Shortly before taking to the stage to address the complex issue of Ireland’s position within Europe post-Brexit at The Institute of Irish Studies at the University of Liverpool last night, former Taoiseach and Fine Gael leader Enda Kenny spoke to The Irish Post about life since his resignation last May, as well as the border issue.
In light of ongoing Brexit discussions and the issue surrounding the Irish border, the former statesman had a lot to say on how things are going to pan out for both countries in the coming months.

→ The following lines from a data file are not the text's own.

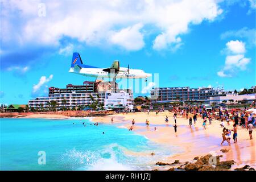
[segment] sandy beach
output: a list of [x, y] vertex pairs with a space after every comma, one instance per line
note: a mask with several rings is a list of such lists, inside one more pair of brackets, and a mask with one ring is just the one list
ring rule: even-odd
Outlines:
[[[135, 121], [133, 130], [134, 132], [143, 135], [155, 142], [177, 146], [180, 148], [180, 152], [170, 155], [167, 161], [164, 162], [166, 163], [172, 163], [175, 160], [183, 162], [191, 162], [196, 156], [200, 157], [213, 153], [223, 155], [220, 159], [221, 161], [234, 160], [236, 163], [230, 169], [242, 167], [245, 164], [254, 168], [256, 167], [255, 129], [254, 129], [253, 133], [253, 139], [251, 140], [248, 131], [238, 126], [238, 143], [233, 143], [232, 138], [230, 146], [225, 142], [221, 146], [220, 143], [223, 128], [220, 125], [220, 121], [213, 119], [211, 125], [207, 121], [207, 130], [204, 130], [201, 118], [198, 117], [196, 125], [193, 125], [191, 128], [188, 119], [179, 116], [177, 119], [177, 133], [175, 133], [173, 127], [173, 114], [168, 111], [159, 113], [158, 115], [155, 112], [151, 112], [148, 115], [147, 113], [120, 113], [104, 117], [94, 117], [93, 121], [111, 124], [111, 118], [113, 117], [114, 124], [123, 123], [124, 126], [128, 129], [131, 126], [131, 121], [134, 119]], [[166, 115], [169, 119], [168, 123], [165, 121]], [[146, 126], [146, 119], [150, 122], [149, 127]], [[230, 126], [227, 126], [226, 122], [225, 125], [225, 127], [233, 129], [232, 122]], [[154, 130], [155, 127], [156, 127], [156, 131]], [[229, 151], [224, 153], [220, 151], [221, 149], [226, 149]], [[156, 167], [156, 168], [158, 167]]]

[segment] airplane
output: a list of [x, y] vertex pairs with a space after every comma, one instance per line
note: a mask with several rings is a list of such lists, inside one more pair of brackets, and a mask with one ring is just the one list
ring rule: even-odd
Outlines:
[[69, 72], [93, 77], [113, 77], [114, 80], [115, 80], [115, 78], [145, 78], [145, 81], [147, 81], [147, 77], [152, 76], [151, 74], [145, 73], [142, 69], [130, 69], [129, 65], [128, 65], [127, 68], [120, 67], [118, 61], [114, 61], [110, 67], [105, 68], [85, 65], [83, 64], [80, 55], [78, 52], [73, 53], [71, 67]]

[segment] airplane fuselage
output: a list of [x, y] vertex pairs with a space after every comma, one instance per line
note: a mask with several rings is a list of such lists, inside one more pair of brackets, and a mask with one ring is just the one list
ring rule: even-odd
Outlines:
[[[142, 78], [151, 76], [151, 74], [145, 73], [141, 69], [130, 69], [129, 71], [126, 68], [120, 68], [120, 71], [116, 73], [116, 78]], [[102, 68], [84, 68], [80, 69], [71, 68], [69, 72], [89, 76], [93, 77], [109, 78], [112, 77], [112, 74], [102, 71]]]

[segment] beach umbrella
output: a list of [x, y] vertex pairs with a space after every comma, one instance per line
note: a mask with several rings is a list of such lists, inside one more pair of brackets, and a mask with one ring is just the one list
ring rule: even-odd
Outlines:
[[256, 109], [251, 108], [251, 109], [246, 110], [245, 111], [246, 112], [251, 112], [251, 113], [255, 112], [256, 113]]

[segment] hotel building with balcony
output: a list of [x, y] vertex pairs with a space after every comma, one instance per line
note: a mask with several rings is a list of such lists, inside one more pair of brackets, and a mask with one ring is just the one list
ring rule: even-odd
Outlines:
[[[115, 95], [120, 95], [118, 99], [125, 97], [126, 106], [130, 109], [133, 109], [133, 92], [130, 89], [118, 89], [116, 84]], [[84, 81], [82, 85], [73, 85], [68, 84], [66, 88], [60, 89], [55, 87], [49, 88], [48, 97], [39, 97], [28, 101], [30, 108], [35, 109], [49, 109], [49, 103], [51, 101], [57, 102], [56, 109], [59, 110], [63, 107], [67, 109], [72, 109], [79, 106], [86, 106], [92, 104], [91, 97], [94, 101], [98, 100], [99, 104], [105, 104], [106, 98], [113, 94], [111, 82], [104, 82], [103, 80], [97, 80], [95, 82]], [[126, 94], [123, 94], [126, 93]], [[65, 104], [63, 101], [65, 100]]]
[[151, 90], [152, 101], [167, 103], [177, 101], [209, 102], [210, 97], [218, 96], [223, 90], [212, 88], [185, 87], [155, 88]]

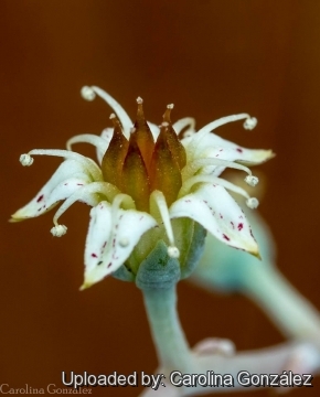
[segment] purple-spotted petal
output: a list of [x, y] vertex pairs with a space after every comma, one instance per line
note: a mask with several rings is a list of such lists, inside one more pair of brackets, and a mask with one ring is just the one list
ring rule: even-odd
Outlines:
[[[182, 140], [186, 150], [188, 161], [199, 158], [212, 158], [227, 161], [236, 161], [243, 164], [255, 165], [274, 157], [271, 150], [246, 149], [236, 143], [227, 141], [213, 132], [194, 133]], [[211, 172], [217, 176], [224, 170], [223, 167], [211, 167]], [[206, 169], [206, 172], [210, 172]]]
[[19, 222], [42, 215], [89, 182], [92, 180], [83, 164], [65, 160], [35, 197], [12, 215], [11, 221]]
[[190, 217], [228, 246], [258, 255], [250, 226], [232, 196], [223, 186], [203, 183], [194, 193], [174, 202], [170, 217]]
[[94, 207], [90, 216], [82, 289], [116, 271], [128, 259], [140, 237], [157, 225], [156, 219], [147, 213], [121, 208], [115, 211], [107, 202]]

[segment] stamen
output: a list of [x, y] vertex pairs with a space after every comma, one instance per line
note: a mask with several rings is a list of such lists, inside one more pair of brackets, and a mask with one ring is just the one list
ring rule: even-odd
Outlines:
[[19, 161], [23, 167], [30, 167], [33, 163], [33, 158], [30, 154], [21, 154]]
[[[163, 121], [167, 121], [168, 124], [171, 122], [170, 115], [171, 115], [171, 110], [173, 109], [173, 107], [174, 107], [173, 104], [167, 105], [167, 110], [164, 111], [164, 115], [163, 115]], [[162, 126], [163, 126], [163, 122], [162, 122]]]
[[61, 237], [66, 234], [67, 227], [65, 225], [56, 225], [50, 230], [54, 237]]
[[258, 176], [254, 176], [254, 175], [247, 175], [245, 178], [245, 182], [249, 185], [249, 186], [256, 186], [259, 183], [259, 179]]
[[138, 110], [137, 110], [137, 119], [143, 119], [145, 120], [145, 114], [143, 114], [143, 99], [141, 97], [138, 97], [137, 99], [138, 104]]
[[75, 137], [72, 137], [67, 142], [66, 142], [66, 149], [67, 150], [72, 150], [72, 144], [74, 143], [90, 143], [94, 147], [96, 147], [97, 149], [99, 149], [100, 151], [103, 151], [105, 153], [105, 151], [108, 149], [109, 146], [109, 141], [107, 141], [106, 139], [92, 135], [92, 133], [82, 133]]
[[246, 119], [246, 121], [244, 124], [244, 128], [246, 128], [246, 129], [253, 129], [257, 124], [257, 119], [255, 117], [252, 118], [248, 114], [232, 115], [232, 116], [222, 117], [217, 120], [210, 122], [209, 125], [202, 127], [198, 131], [198, 133], [200, 133], [202, 131], [205, 131], [207, 133], [227, 122], [238, 121], [242, 119]]
[[[195, 172], [198, 172], [202, 167], [205, 167], [205, 165], [221, 165], [221, 167], [226, 167], [226, 168], [231, 168], [231, 169], [235, 169], [235, 170], [241, 170], [241, 171], [245, 171], [248, 174], [248, 176], [246, 176], [246, 179], [252, 176], [250, 169], [248, 169], [247, 167], [245, 167], [243, 164], [238, 164], [236, 162], [228, 161], [228, 160], [209, 158], [209, 159], [196, 159], [196, 160], [189, 162], [189, 164], [186, 164], [181, 171], [182, 181], [188, 180], [189, 178], [194, 175]], [[252, 176], [252, 178], [257, 179], [256, 176]]]
[[244, 129], [253, 130], [257, 124], [256, 117], [248, 117], [244, 122]]
[[121, 239], [119, 239], [119, 245], [121, 246], [121, 247], [128, 247], [128, 245], [129, 245], [129, 239], [127, 238], [127, 237], [122, 237]]
[[114, 111], [116, 112], [116, 115], [118, 116], [122, 127], [124, 127], [124, 133], [126, 136], [126, 138], [129, 138], [129, 129], [132, 126], [132, 121], [130, 119], [130, 117], [127, 115], [126, 110], [122, 108], [122, 106], [120, 104], [117, 103], [116, 99], [114, 99], [109, 94], [107, 94], [106, 92], [104, 92], [102, 88], [96, 87], [96, 86], [92, 86], [90, 87], [102, 99], [104, 99], [109, 106], [110, 108], [114, 109]]
[[79, 153], [70, 151], [70, 150], [60, 150], [60, 149], [33, 149], [28, 154], [39, 154], [39, 155], [54, 155], [62, 157], [65, 159], [76, 160], [81, 163], [84, 163], [87, 171], [92, 174], [95, 181], [103, 181], [103, 174], [98, 165], [89, 158], [82, 155]]
[[[93, 182], [79, 187], [60, 206], [53, 216], [53, 223], [56, 227], [60, 226], [57, 219], [77, 201], [84, 201], [85, 203], [95, 206], [102, 201], [99, 197], [95, 196], [95, 193], [104, 194], [106, 198], [111, 202], [118, 192], [118, 189], [108, 182]], [[84, 197], [86, 197], [86, 200], [84, 200]]]
[[217, 178], [217, 176], [213, 176], [213, 175], [195, 175], [195, 176], [192, 176], [190, 178], [188, 181], [185, 181], [182, 185], [182, 187], [180, 189], [180, 192], [178, 194], [178, 197], [183, 197], [185, 196], [188, 193], [190, 193], [191, 191], [191, 187], [195, 184], [195, 183], [212, 183], [212, 184], [217, 184], [220, 186], [223, 186], [232, 192], [235, 192], [237, 194], [241, 194], [242, 196], [244, 196], [245, 198], [247, 198], [246, 201], [246, 205], [249, 207], [249, 208], [256, 208], [258, 205], [259, 205], [259, 202], [257, 198], [255, 197], [250, 197], [248, 195], [248, 193], [235, 185], [234, 183], [232, 182], [228, 182], [222, 178]]
[[177, 135], [179, 136], [179, 133], [189, 126], [189, 128], [184, 131], [184, 137], [185, 133], [191, 132], [194, 133], [195, 132], [195, 120], [192, 117], [184, 117], [183, 119], [180, 119], [178, 121], [175, 121], [173, 124], [173, 129], [177, 132]]
[[172, 225], [171, 225], [171, 222], [170, 222], [170, 215], [169, 215], [166, 197], [164, 197], [163, 193], [160, 192], [160, 191], [153, 191], [151, 193], [150, 198], [151, 197], [154, 200], [154, 202], [156, 202], [156, 204], [158, 206], [158, 210], [159, 210], [160, 216], [162, 218], [163, 226], [166, 228], [166, 233], [167, 233], [170, 246], [175, 247], [174, 236], [173, 236]]
[[259, 201], [256, 197], [250, 197], [246, 201], [246, 205], [252, 210], [256, 210], [259, 205]]
[[85, 100], [94, 100], [96, 97], [96, 94], [93, 90], [93, 88], [88, 86], [82, 87], [81, 95]]
[[113, 208], [111, 208], [113, 213], [116, 213], [120, 208], [120, 205], [122, 203], [126, 210], [136, 210], [136, 205], [132, 197], [129, 196], [128, 194], [119, 193], [115, 196], [113, 201]]

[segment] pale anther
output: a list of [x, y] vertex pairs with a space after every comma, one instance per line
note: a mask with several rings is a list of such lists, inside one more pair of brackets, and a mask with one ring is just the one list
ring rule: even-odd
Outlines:
[[19, 161], [23, 167], [30, 167], [33, 163], [33, 158], [30, 154], [21, 154]]
[[67, 227], [65, 225], [56, 225], [50, 232], [54, 237], [61, 237], [66, 234]]
[[247, 175], [245, 178], [245, 182], [249, 185], [249, 186], [256, 186], [259, 183], [259, 179], [257, 176], [254, 175]]
[[257, 122], [256, 117], [248, 117], [244, 122], [244, 129], [252, 130], [256, 127]]
[[127, 237], [122, 237], [120, 240], [119, 240], [119, 246], [121, 247], [128, 247], [129, 245], [129, 239]]
[[168, 247], [168, 255], [170, 256], [170, 258], [179, 258], [180, 250], [177, 247]]
[[256, 197], [250, 197], [246, 201], [246, 204], [249, 208], [255, 210], [259, 205], [259, 201]]
[[96, 97], [96, 93], [92, 87], [84, 86], [81, 90], [82, 97], [86, 100], [94, 100]]

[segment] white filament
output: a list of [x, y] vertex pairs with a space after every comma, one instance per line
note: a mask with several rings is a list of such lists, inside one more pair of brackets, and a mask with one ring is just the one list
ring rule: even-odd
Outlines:
[[65, 225], [56, 225], [50, 230], [54, 237], [61, 237], [66, 234], [67, 227]]
[[92, 159], [79, 153], [60, 149], [33, 149], [28, 154], [54, 155], [78, 161], [79, 163], [85, 164], [86, 170], [92, 174], [95, 181], [103, 181], [103, 174], [98, 165]]
[[232, 116], [222, 117], [217, 120], [210, 122], [209, 125], [202, 127], [198, 131], [198, 133], [200, 133], [202, 131], [211, 132], [214, 129], [216, 129], [217, 127], [221, 127], [227, 122], [238, 121], [242, 119], [246, 119], [246, 121], [244, 124], [244, 128], [246, 128], [246, 129], [253, 129], [257, 124], [257, 119], [255, 117], [252, 118], [248, 114], [232, 115]]
[[92, 135], [92, 133], [82, 133], [75, 137], [72, 137], [66, 142], [66, 149], [72, 150], [72, 144], [74, 143], [90, 143], [94, 147], [98, 148], [103, 152], [105, 152], [108, 149], [109, 141], [106, 139]]
[[20, 155], [19, 161], [23, 167], [30, 167], [33, 163], [33, 158], [30, 154], [25, 153]]

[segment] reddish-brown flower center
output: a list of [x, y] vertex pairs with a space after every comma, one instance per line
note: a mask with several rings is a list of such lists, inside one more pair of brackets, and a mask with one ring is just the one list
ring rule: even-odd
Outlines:
[[102, 171], [106, 182], [130, 195], [139, 211], [149, 212], [149, 196], [161, 191], [170, 206], [182, 185], [181, 170], [185, 165], [185, 150], [172, 128], [169, 105], [154, 143], [145, 119], [142, 99], [138, 98], [137, 121], [130, 139], [122, 133], [122, 126], [113, 117], [114, 136], [103, 158]]

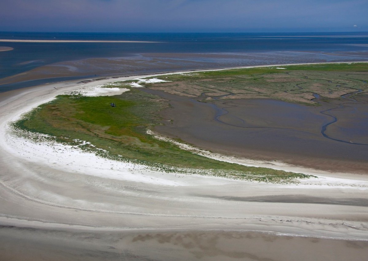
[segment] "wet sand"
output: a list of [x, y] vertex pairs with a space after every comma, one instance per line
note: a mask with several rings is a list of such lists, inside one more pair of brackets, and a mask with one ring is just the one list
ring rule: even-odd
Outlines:
[[[96, 58], [39, 66], [0, 79], [0, 91], [69, 80], [62, 77], [139, 75], [182, 70], [243, 67], [270, 64], [365, 61], [364, 52], [325, 54], [315, 52], [275, 52], [236, 54], [147, 53], [132, 57]], [[25, 63], [32, 62], [26, 61]], [[18, 65], [17, 66], [22, 65]], [[23, 66], [24, 66], [23, 65]], [[21, 66], [19, 68], [21, 68]]]
[[[63, 239], [66, 238], [70, 239]], [[362, 260], [368, 254], [367, 242], [250, 231], [45, 231], [8, 227], [0, 229], [0, 243], [3, 258], [8, 261], [333, 261]]]
[[[352, 124], [365, 118], [365, 96], [360, 102], [335, 101], [313, 107], [268, 99], [211, 104], [158, 90], [145, 91], [170, 101], [171, 108], [161, 114], [163, 125], [155, 128], [164, 135], [227, 155], [334, 172], [368, 173], [367, 128], [364, 123], [355, 128]], [[348, 102], [346, 109], [331, 111], [339, 124], [327, 129], [331, 138], [324, 137], [322, 127], [332, 118], [321, 112]], [[354, 140], [361, 143], [353, 144]]]
[[[1, 257], [30, 261], [366, 256], [368, 207], [362, 199], [368, 196], [366, 176], [321, 174], [299, 184], [274, 184], [140, 169], [117, 171], [118, 163], [88, 153], [80, 158], [89, 157], [91, 162], [78, 161], [75, 155], [81, 153], [7, 132], [10, 120], [56, 95], [111, 81], [49, 84], [0, 96]], [[50, 149], [36, 156], [37, 149], [44, 147]], [[100, 166], [88, 168], [99, 160]]]

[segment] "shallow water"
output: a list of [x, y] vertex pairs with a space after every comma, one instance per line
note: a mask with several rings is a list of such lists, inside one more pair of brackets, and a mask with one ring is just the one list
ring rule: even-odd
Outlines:
[[349, 142], [365, 142], [367, 139], [366, 124], [350, 124], [366, 117], [367, 102], [362, 100], [354, 105], [359, 109], [353, 117], [350, 107], [331, 111], [338, 124], [327, 127], [329, 138], [323, 135], [322, 129], [331, 117], [321, 112], [339, 107], [338, 101], [316, 107], [269, 99], [227, 100], [215, 105], [145, 91], [169, 100], [173, 106], [162, 113], [162, 122], [165, 124], [165, 120], [173, 121], [156, 128], [164, 135], [248, 158], [338, 171], [368, 170], [367, 146]]
[[[14, 50], [0, 52], [0, 91], [58, 81], [63, 79], [60, 77], [136, 75], [247, 65], [368, 60], [368, 33], [285, 35], [2, 32], [0, 32], [0, 39], [160, 42], [1, 43]], [[97, 64], [86, 60], [103, 58], [114, 59], [109, 61], [98, 60]], [[81, 60], [84, 62], [75, 62]], [[16, 78], [12, 82], [1, 80], [57, 63], [61, 63], [59, 66], [61, 68], [54, 67], [51, 71], [49, 68], [42, 69], [37, 71], [39, 75], [36, 77], [35, 72], [32, 77]], [[39, 80], [45, 78], [48, 79]], [[38, 81], [27, 81], [35, 80]]]

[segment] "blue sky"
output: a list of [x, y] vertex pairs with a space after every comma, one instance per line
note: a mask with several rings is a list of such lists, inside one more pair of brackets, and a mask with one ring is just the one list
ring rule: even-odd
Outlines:
[[367, 0], [1, 1], [1, 31], [368, 31]]

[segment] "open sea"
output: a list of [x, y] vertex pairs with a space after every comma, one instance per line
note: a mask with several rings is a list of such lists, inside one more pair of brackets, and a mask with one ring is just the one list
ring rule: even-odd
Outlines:
[[[14, 48], [11, 51], [0, 52], [0, 91], [45, 82], [86, 77], [95, 75], [99, 76], [110, 75], [123, 76], [181, 69], [275, 64], [368, 61], [367, 32], [278, 33], [0, 32], [0, 39], [159, 42], [0, 42], [0, 46]], [[104, 62], [103, 65], [100, 64], [98, 66], [95, 64], [93, 68], [89, 70], [87, 62], [82, 63], [82, 66], [80, 62], [78, 63], [79, 65], [75, 65], [76, 61], [102, 58], [108, 58], [115, 61], [109, 64]], [[59, 76], [55, 72], [51, 73], [49, 70], [43, 76], [40, 74], [40, 71], [39, 70], [39, 75], [36, 77], [20, 78], [19, 80], [15, 77], [12, 82], [1, 80], [9, 76], [55, 64], [69, 66], [70, 68], [72, 66], [73, 69], [70, 70], [70, 75], [64, 72], [59, 74]], [[124, 67], [124, 65], [127, 66]]]

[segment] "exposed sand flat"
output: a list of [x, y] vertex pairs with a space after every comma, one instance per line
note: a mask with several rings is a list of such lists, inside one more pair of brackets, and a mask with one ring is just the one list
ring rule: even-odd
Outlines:
[[159, 43], [144, 41], [99, 41], [98, 40], [28, 40], [0, 39], [0, 42], [7, 43]]
[[0, 52], [3, 52], [6, 51], [11, 51], [14, 50], [14, 48], [12, 47], [8, 47], [8, 46], [0, 46]]
[[10, 131], [9, 122], [56, 95], [137, 78], [61, 83], [2, 94], [1, 256], [358, 260], [368, 254], [366, 177], [347, 174], [343, 178], [313, 171], [318, 178], [274, 184], [176, 175], [62, 144], [36, 143]]

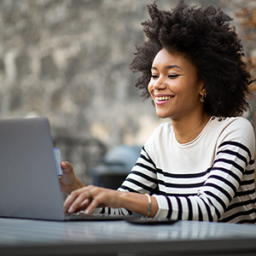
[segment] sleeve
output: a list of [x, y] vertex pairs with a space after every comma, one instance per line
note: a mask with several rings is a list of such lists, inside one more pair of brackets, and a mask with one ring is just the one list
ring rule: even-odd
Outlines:
[[255, 145], [251, 124], [247, 119], [230, 123], [221, 132], [217, 144], [213, 165], [197, 195], [154, 195], [159, 206], [155, 218], [218, 221], [222, 217], [246, 172], [254, 171]]
[[[150, 144], [154, 140], [156, 131], [147, 141], [146, 144]], [[152, 194], [157, 187], [155, 168], [155, 165], [148, 154], [145, 147], [143, 147], [135, 166], [118, 190]], [[96, 209], [94, 213], [128, 215], [132, 212], [125, 208], [103, 207]]]

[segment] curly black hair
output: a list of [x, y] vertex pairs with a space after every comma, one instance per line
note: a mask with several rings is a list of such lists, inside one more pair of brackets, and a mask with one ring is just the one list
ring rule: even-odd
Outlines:
[[142, 96], [149, 97], [151, 65], [165, 48], [184, 55], [196, 67], [207, 90], [207, 113], [227, 117], [247, 110], [252, 81], [242, 61], [241, 40], [230, 25], [232, 18], [220, 9], [189, 7], [183, 1], [171, 11], [159, 10], [155, 3], [148, 9], [151, 19], [142, 23], [147, 39], [137, 46], [130, 66], [134, 73], [142, 73], [135, 84]]

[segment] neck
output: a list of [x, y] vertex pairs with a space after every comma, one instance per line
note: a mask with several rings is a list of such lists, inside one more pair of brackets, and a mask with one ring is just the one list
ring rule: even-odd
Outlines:
[[177, 140], [180, 143], [187, 143], [198, 137], [209, 121], [210, 115], [203, 113], [178, 120], [172, 120]]

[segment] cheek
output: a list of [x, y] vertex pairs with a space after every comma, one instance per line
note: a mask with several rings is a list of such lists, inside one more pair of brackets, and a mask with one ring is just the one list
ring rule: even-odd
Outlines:
[[153, 83], [151, 81], [149, 81], [149, 83], [148, 84], [148, 90], [149, 94], [152, 96], [152, 93], [153, 93]]

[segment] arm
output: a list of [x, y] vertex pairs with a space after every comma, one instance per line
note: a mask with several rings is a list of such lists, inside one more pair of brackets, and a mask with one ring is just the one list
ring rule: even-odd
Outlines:
[[[151, 196], [149, 217], [154, 217], [158, 206], [154, 197]], [[125, 208], [142, 215], [148, 215], [148, 199], [145, 195], [118, 191], [96, 186], [86, 186], [73, 191], [64, 203], [64, 209], [70, 213], [85, 210], [90, 213], [96, 207]]]
[[[218, 137], [212, 166], [200, 173], [201, 185], [189, 195], [155, 195], [157, 218], [239, 222], [253, 218], [254, 136], [248, 122], [236, 120]], [[189, 177], [186, 183], [193, 183]], [[253, 211], [253, 210], [251, 210]]]
[[[64, 203], [64, 208], [69, 212], [86, 209], [86, 213], [89, 213], [96, 207], [108, 207], [112, 209], [103, 208], [102, 212], [127, 214], [126, 210], [129, 210], [146, 216], [148, 211], [148, 198], [142, 194], [150, 194], [155, 187], [156, 173], [154, 164], [143, 148], [137, 164], [118, 191], [87, 186], [71, 193]], [[154, 217], [157, 211], [156, 200], [151, 197], [149, 216]]]

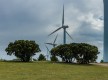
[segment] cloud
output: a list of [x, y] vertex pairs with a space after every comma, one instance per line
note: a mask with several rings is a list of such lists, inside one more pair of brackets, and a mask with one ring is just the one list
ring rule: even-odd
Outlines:
[[[57, 43], [62, 44], [63, 30], [50, 37], [47, 35], [61, 26], [63, 4], [65, 25], [69, 25], [67, 31], [74, 42], [102, 45], [102, 0], [0, 0], [1, 51], [5, 53], [11, 41], [29, 39], [39, 43], [42, 52], [46, 53], [44, 43], [52, 42], [57, 33]], [[70, 42], [67, 36], [67, 43]], [[102, 47], [99, 46], [101, 52]]]

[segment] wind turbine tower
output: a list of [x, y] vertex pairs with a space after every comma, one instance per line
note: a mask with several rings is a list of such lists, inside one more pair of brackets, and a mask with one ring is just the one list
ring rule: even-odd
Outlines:
[[104, 62], [108, 62], [108, 0], [104, 3]]
[[68, 25], [64, 25], [64, 5], [63, 5], [62, 26], [56, 29], [55, 31], [53, 31], [51, 34], [49, 34], [49, 36], [63, 28], [63, 44], [66, 44], [66, 33], [67, 33], [66, 28], [68, 27], [69, 27]]

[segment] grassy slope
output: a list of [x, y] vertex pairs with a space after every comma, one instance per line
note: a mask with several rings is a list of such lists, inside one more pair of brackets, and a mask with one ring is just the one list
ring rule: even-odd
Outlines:
[[108, 80], [108, 67], [50, 62], [0, 62], [0, 80]]

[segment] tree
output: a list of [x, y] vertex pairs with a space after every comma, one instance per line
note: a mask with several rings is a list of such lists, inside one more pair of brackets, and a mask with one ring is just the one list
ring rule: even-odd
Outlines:
[[45, 56], [43, 54], [40, 54], [38, 61], [45, 61], [45, 60], [46, 60]]
[[10, 42], [5, 49], [7, 55], [15, 55], [23, 62], [29, 62], [30, 58], [35, 55], [36, 52], [40, 52], [39, 45], [35, 41], [29, 40], [16, 40]]
[[58, 58], [56, 56], [51, 56], [51, 61], [57, 62], [59, 60], [58, 60]]
[[98, 48], [87, 43], [71, 43], [59, 45], [51, 49], [51, 54], [59, 56], [64, 62], [74, 62], [88, 64], [97, 59]]

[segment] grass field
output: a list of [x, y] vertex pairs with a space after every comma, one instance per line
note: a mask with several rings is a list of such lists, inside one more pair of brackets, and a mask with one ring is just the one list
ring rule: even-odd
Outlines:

Ahead of his address to the students of one of the north west’s most prestigious universities, Mr Kenny spoke of how the whole thing came about:
“Well, I responded to a request from Irish Studies lecturer Dr. John Kennedy here at the University of Liverpool to come and engage in a question and answer session with the students here. It’s something I’ve done before in Castlebar and I’ve come to really enjoy it.
"Dr. Kennedy has done an awful lot for the Irish community in this country. I think it’s important for people like him to keep doing the work he does because it helps to maintain the good relationship with Britain despite the difficulty of their decision to leave (the EU).”
When questioned on what needs to happen to bring the Northern Irish border issue to a conclusion, Mr Kenny said: “It’s important to remember that this is not a case of Britain negotiating with Ireland, this is Britain negotiating with the EU, of which the Republic of Ireland is a member and will remain a member. While I’m not privy to the details I am able to reflect on the mechanics of how the European council works from my time as Taoiseach.
“While the media might report that the next few weeks are important, the next few days are critical. The President of the EU Council will be in Dublin tomorrow, and the Principal of the EU Commission is meeting Prime Minister May here in the UK on Monday. So, they really need to be clear on this issue by the middle of next week.
The main issues as far as I can see are issues around citizen's rights when Britain leave the EU and the question of the border and relationship between that and the UK.”
The former Taoiseach’s appearance in Liverpool coincides with an announcement earlier in the day from Dail Eireann, of Leo Varadkar’s appointment of Minister of Foreign Affairs Simon Coveney as Tanaiste, following Frances Fitzgerald’s resignation earlier in the week. So what does the former Taoiseach make of the current Taoiseach’s Cabinet reshuffle?
“I think he has made good choices. Minister Coveney is a fitting replacement for a great minister in Frances Fitzgerald who has chosen to resign from her post after many years of great service. Minister Coveney has worked tirelessly within the party and for the party, since joining as a young man. As a former party member, it’s encouraging to see someone as competent and hardworking as him be rewarded.”
Kenny has remained out of the spotlight since his resignation as Taoiseach last May. What has life been like for the Mayo man in the aftermath of his decision?
“Well, the quality of my time is different for a start. I’ve been busy since my resignation. I’ve had 42 good years in public life. Almost 20 within the spotlight wherein I came through three general elections and formed a government on two occasions. I was happy to leave on my own conditions. I think its evident that I left the country in a good position, with the interest rate down from 15 percent to almost 0, unemployment down to 6 percent and Ireland’s position re-energized internationally.
"I always said that I wouldn’t be leading the party to a fourth general election. The timing was right.”
With a watershed period on the cards following Britain’s exit from the EU, the former Fine Gael party leader doesn’t foresee any drastic consequences in line for the Irish community in the UK post-Brexit.
“The common travel area rights have been in place since the foundation of the State in 1922. The Irish have had the right to travel and live in Britain for over 90 years. This won't change. We have to remember that our position is stronger than that of many other countries.”
Enda Kenny is to be presented with the prestigious honour of the Order of Inisfallen in Kerry today.
The honour is bestowed on people who have helped to boost the reputation of the area around the world
Previous inductees include actor Michael Fassbender, singer Daniel O’Donnell, politicians Jimmy Deenihan and John O’Donoghue and Isolde Liebherr.